Rethinking Education Ideology
Dr. Michael Wesch is an anthropologist who talks about action research implemented with his own class in his TED Talk presentation "What Baby George Taught Me about Learning." He starts by stating four notions that have been instilled in education; anything outside the classroom is the real world, classrooms are places in which students must be in a fixed seat and should get information dumped on, students are always thinking of how to get by and not actually experiencing the learning, and once a course is completed there is no reason to revisit it. His action research begins by obtaining data and he begins asking students what they thought of their education, and in his findings, Dr. Wesch discovered there was a sense of disconnection between students and their education. Dr. Wesch’s main point is about learning being a "fundamental human trait” and how the school has misdefined what learning should be.

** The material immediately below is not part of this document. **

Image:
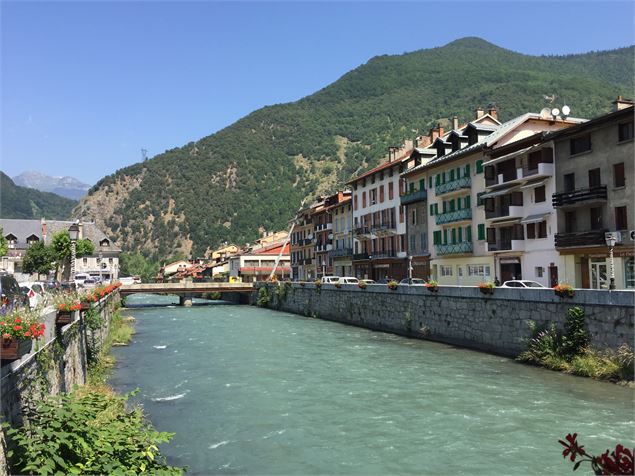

Dr. Wesch uses his one-year-old George, who is going through the process of learning how to successfully land upright on both feet going down the stairs. Through his learning, baby George does not give up, is always excited, and when he manages to reach his goal he celebrates by doing it all over again several more times. Baby George’s learning experience is exactly just how learning should be. Education should not define students by a simple letter grade but rather by the skills they possess. Teaching should not be just a place in which students are in a fixed seat and the teacher dumps information on them. Teachers should take the time to get to know their students and what drives their learning. Dr. Wesch believes projects should be reshaped in which students work to accumulate an end goal that will give the students the opportunity of “living inside the learning." He believes students should be able to work towards something that is worth it. Dr. Wesch was able to redefine learning as a fundamental human trait by implementing all these changes in his classroom. He successfully finds learning to be true when students are “asking questions, making connections, taking chances” because that is exactly what “took us down the trees and to the moon."

Hey Roberto! I loved your second paragraph@ "Teaching should not be just a place in which students are in a fixed seat and the teacher dumps information on them." This is what education is now, unfortunately, but the reality. is young people need authentic connections and spaces to engage in learning.
ReplyDeleteNice reflection Roberto! I really resonated with the idea that once we learn something in school we often never revisit it. Baby George's story was a nice contrast to that. Once he learned how to be successful he kept doing it over and over again because it was enjoyable to him. I think about all of the things I have learned over the years and all of the things I never revisited and skills I never continued to develop. What a waste of potential! If school had more of a focus on making learning meaningful then it would be so much more enjoyable and useful.